Reservations for must-succeed memory allocations

Posted Mar 17, 2015 22:59 UTC (Tue) by nix (subscriber, #2304)
In reply to: Reservations for must-succeed memory allocations by neilbrown
Parent article: Reservations for must-succeed memory allocations

I have seen deadlocks on non-memcg memory-constrained systems when memory runs out. It *can* happen, generally when you have a few big processes eating lots of memory, then doing some simultaneous I/O by mischance and all blocking on an allocation down in the fs layer (metadata allocation is where I've seen it). The oom-killer kicks into action and slaughters the little processes that are lying around (since it can't slaughter the big ones), whereupon one of the big processes fires up, eats that memory too, blocks again... and then everything deadlocks.

Often (the vast majority of the time, I expect) you're lucky and the big process trips the oom-killer while it's doing other work in the middle of that big I/O (few processes do solid metadata-heavy I/O all the time), but that's *luck*, not judgement. And I don't much like relying on luck to keep my systems from deadlocking! :) particularly given that this sort of situation seems like something it wouldn't be *all* that terribly hard to engineer. It's not like the various contending processes need to run in different privilege domains or anything.

Reservations for must-succeed memory allocations

Posted Mar 17, 2015 23:02 UTC (Tue) by dlang (guest, #313) [Link] (3 responses)

well, unless there are no limits on the amount of memory that the processes are allowed to use, they won't be able to run the system completely out of memory to trigger the problem.
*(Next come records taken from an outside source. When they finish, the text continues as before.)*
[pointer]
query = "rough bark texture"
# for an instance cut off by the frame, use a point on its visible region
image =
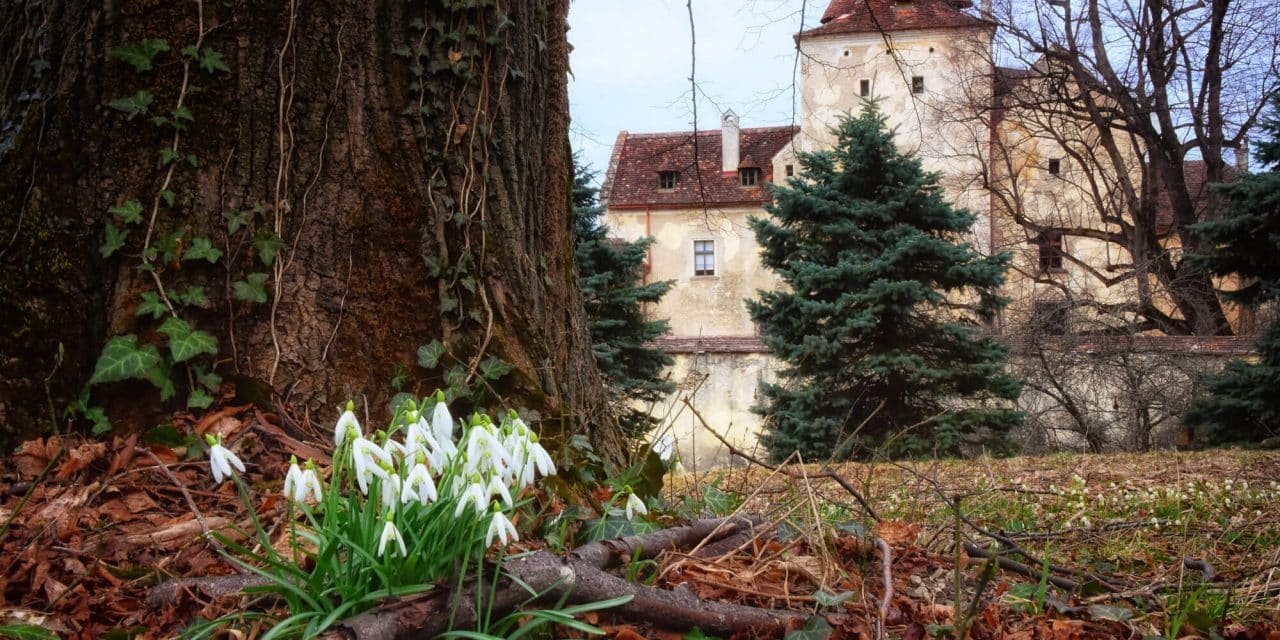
(411, 156)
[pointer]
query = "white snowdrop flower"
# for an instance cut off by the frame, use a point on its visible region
(391, 533)
(300, 483)
(501, 528)
(472, 493)
(419, 485)
(222, 460)
(347, 425)
(635, 506)
(369, 460)
(664, 447)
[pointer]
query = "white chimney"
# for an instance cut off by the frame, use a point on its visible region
(730, 142)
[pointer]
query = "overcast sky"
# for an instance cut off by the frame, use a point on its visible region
(631, 67)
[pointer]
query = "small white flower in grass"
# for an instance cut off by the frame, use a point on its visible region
(222, 460)
(347, 425)
(391, 533)
(635, 506)
(502, 528)
(419, 485)
(366, 457)
(442, 425)
(300, 483)
(472, 493)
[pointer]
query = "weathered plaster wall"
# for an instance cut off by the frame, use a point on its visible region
(700, 305)
(723, 388)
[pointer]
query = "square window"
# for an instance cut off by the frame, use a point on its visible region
(1050, 248)
(704, 257)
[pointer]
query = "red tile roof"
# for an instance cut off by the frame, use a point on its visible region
(887, 16)
(632, 176)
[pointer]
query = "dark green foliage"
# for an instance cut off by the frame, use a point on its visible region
(615, 293)
(878, 350)
(1243, 403)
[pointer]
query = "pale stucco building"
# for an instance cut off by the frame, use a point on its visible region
(928, 63)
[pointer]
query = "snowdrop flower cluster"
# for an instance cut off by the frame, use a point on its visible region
(420, 464)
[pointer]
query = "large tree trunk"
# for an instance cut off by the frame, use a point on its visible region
(411, 158)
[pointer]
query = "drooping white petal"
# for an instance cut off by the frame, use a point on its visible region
(391, 533)
(635, 506)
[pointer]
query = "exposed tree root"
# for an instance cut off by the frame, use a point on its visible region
(543, 576)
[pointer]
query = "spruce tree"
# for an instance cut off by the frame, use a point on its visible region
(615, 293)
(1242, 402)
(877, 323)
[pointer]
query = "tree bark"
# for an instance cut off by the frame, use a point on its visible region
(407, 160)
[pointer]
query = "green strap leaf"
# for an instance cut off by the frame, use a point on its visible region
(184, 342)
(202, 248)
(113, 241)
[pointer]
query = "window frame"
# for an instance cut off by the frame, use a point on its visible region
(1051, 251)
(704, 257)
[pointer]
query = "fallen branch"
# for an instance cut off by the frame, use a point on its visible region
(826, 474)
(543, 576)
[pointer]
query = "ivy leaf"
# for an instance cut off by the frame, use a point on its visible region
(268, 246)
(213, 62)
(141, 54)
(152, 305)
(202, 248)
(429, 355)
(192, 296)
(123, 360)
(184, 342)
(234, 220)
(493, 369)
(128, 213)
(199, 398)
(816, 629)
(251, 289)
(131, 106)
(113, 241)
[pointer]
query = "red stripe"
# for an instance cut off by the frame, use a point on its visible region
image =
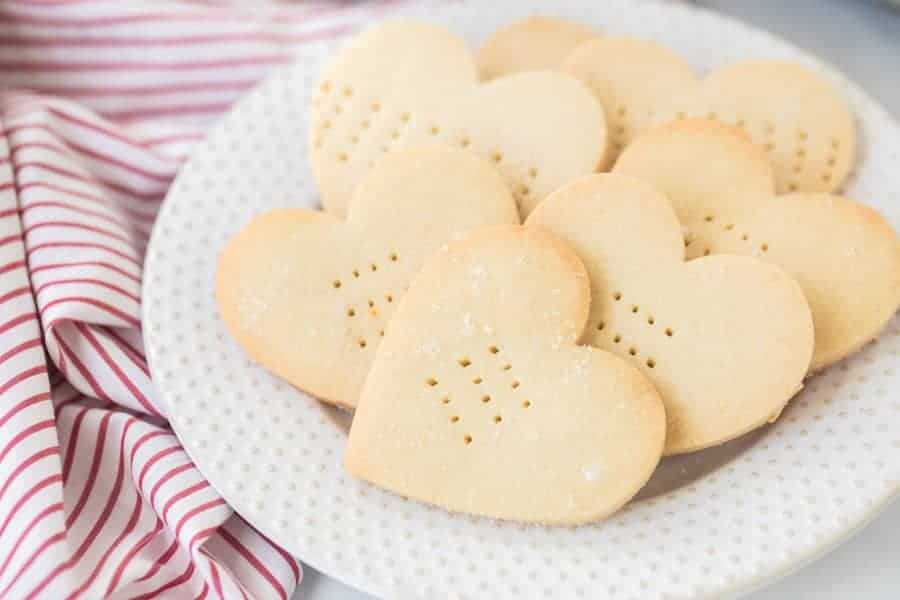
(217, 581)
(52, 509)
(119, 373)
(112, 186)
(126, 239)
(39, 455)
(16, 321)
(53, 539)
(32, 491)
(73, 443)
(92, 473)
(188, 491)
(108, 217)
(14, 293)
(92, 281)
(91, 245)
(178, 110)
(143, 217)
(20, 348)
(264, 37)
(174, 472)
(97, 126)
(196, 511)
(22, 406)
(126, 560)
(11, 266)
(254, 561)
(139, 360)
(129, 526)
(150, 90)
(92, 154)
(28, 431)
(87, 263)
(99, 392)
(137, 65)
(133, 321)
(158, 592)
(160, 454)
(22, 376)
(104, 515)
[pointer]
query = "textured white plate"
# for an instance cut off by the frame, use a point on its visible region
(709, 525)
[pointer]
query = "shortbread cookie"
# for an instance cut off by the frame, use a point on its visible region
(404, 83)
(480, 401)
(844, 255)
(530, 44)
(800, 120)
(727, 340)
(630, 77)
(308, 296)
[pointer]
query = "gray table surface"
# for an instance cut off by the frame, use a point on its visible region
(862, 38)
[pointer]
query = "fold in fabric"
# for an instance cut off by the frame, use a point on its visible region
(101, 103)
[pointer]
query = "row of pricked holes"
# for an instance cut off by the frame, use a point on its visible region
(337, 283)
(764, 247)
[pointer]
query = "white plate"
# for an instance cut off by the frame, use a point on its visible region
(712, 524)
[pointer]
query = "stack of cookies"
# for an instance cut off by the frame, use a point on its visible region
(542, 267)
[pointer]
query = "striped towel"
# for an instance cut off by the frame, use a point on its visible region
(100, 102)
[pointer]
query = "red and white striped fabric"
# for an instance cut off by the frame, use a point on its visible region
(100, 102)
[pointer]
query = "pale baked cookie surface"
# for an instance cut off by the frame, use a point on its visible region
(727, 340)
(843, 254)
(309, 296)
(631, 78)
(480, 401)
(404, 82)
(800, 119)
(530, 44)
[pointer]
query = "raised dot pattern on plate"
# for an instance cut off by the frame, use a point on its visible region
(775, 499)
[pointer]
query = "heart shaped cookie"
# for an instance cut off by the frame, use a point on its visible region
(726, 339)
(796, 116)
(480, 401)
(530, 44)
(404, 83)
(630, 77)
(842, 253)
(308, 296)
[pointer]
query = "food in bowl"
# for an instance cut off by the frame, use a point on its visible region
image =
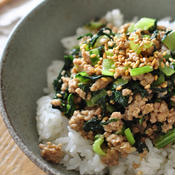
(113, 104)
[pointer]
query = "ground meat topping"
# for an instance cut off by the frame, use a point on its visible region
(145, 79)
(111, 157)
(116, 125)
(136, 107)
(51, 152)
(100, 84)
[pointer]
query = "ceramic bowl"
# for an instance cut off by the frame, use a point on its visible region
(31, 47)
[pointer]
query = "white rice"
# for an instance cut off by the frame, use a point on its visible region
(52, 126)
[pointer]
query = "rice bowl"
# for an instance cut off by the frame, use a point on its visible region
(79, 155)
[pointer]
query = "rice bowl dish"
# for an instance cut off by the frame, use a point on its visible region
(113, 99)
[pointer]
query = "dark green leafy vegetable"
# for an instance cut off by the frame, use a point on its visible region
(94, 59)
(82, 36)
(137, 88)
(96, 98)
(93, 125)
(129, 136)
(68, 59)
(167, 70)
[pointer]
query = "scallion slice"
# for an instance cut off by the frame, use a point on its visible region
(169, 40)
(108, 65)
(97, 145)
(141, 70)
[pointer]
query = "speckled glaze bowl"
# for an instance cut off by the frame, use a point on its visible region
(31, 47)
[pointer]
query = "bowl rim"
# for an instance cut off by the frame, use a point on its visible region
(3, 110)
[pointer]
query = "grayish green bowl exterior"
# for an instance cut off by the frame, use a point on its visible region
(35, 43)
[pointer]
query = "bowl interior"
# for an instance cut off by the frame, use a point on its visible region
(32, 47)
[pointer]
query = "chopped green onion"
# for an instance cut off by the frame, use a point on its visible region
(169, 40)
(96, 57)
(168, 71)
(109, 52)
(121, 132)
(160, 80)
(165, 139)
(94, 25)
(135, 47)
(141, 70)
(82, 77)
(110, 108)
(97, 145)
(120, 82)
(106, 66)
(131, 28)
(109, 121)
(82, 36)
(129, 136)
(145, 24)
(141, 120)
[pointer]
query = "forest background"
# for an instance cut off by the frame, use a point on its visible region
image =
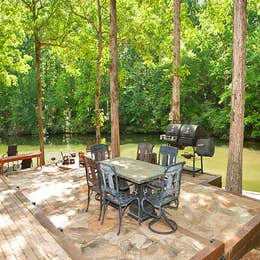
(145, 35)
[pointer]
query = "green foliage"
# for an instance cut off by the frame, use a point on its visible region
(145, 66)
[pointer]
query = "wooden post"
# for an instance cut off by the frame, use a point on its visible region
(115, 136)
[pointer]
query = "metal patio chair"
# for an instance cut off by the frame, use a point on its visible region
(145, 152)
(166, 157)
(11, 151)
(112, 195)
(166, 196)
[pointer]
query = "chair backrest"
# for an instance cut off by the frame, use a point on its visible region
(12, 150)
(167, 155)
(172, 180)
(99, 152)
(92, 173)
(109, 181)
(145, 152)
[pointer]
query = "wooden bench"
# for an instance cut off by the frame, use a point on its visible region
(20, 157)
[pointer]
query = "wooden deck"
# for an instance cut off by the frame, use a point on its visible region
(211, 222)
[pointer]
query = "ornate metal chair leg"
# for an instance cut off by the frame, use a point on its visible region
(120, 220)
(104, 211)
(169, 222)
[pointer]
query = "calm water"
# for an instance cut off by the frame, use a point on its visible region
(75, 143)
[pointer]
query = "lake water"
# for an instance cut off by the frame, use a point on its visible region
(74, 143)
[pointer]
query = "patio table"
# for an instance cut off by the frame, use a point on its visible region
(139, 173)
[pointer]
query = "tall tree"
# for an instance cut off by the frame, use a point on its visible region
(98, 88)
(98, 30)
(175, 107)
(115, 134)
(236, 137)
(43, 21)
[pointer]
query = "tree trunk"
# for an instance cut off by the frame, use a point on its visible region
(115, 137)
(39, 90)
(175, 107)
(98, 88)
(236, 137)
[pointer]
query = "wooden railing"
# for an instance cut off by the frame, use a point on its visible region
(20, 157)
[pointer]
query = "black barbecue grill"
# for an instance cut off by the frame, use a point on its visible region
(181, 136)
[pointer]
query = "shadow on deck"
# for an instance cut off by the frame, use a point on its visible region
(211, 222)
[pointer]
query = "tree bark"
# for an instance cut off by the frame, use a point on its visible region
(175, 107)
(39, 90)
(236, 137)
(115, 136)
(98, 88)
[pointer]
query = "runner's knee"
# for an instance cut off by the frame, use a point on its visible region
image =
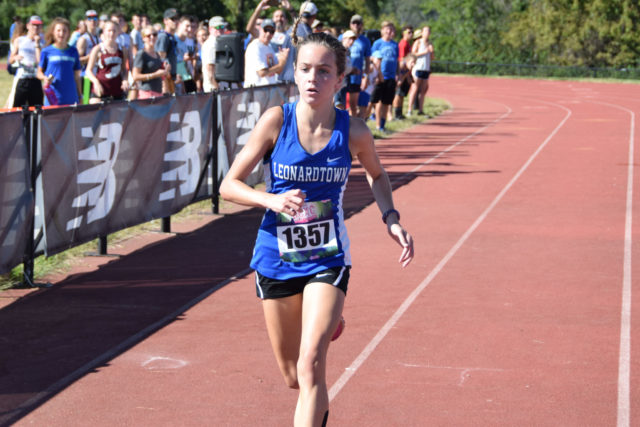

or am I missing something here?

Reservations for must-succeed memory allocations

Posted Mar 17, 2015 23:37 UTC (Tue) by neilbrown (subscriber, #359) [Link] (2 responses)

I'm having a bit of trouble parsing what you wrote, so please forgive me if I misunderstand.
But I think you are suggesting that a memory-constrained process cannot run the whole system out of memory and so cannot cause problems - is that right?

That perspective misses the point. The problem isn't exactly being out of memory. The problem is memory allocation requests failing or blocking indefinitely. A memory-constrained process can have a memory allocation fail even when the system as a whole has plenty of free memory. If the code which makes that failing request isn't written to expect that behaviour, it could easily cause further problems.

There is a lot of complexity and subtlety in the VM to try to keep memory balanced between different needs, and to avoid deadlocks and maintain liveness. For memory cgroups to impose limits on in-kernel allocations, it needs to replicate all that subtlety inside the memcg system. Certainly that should be possible, but I doubt it would be easy.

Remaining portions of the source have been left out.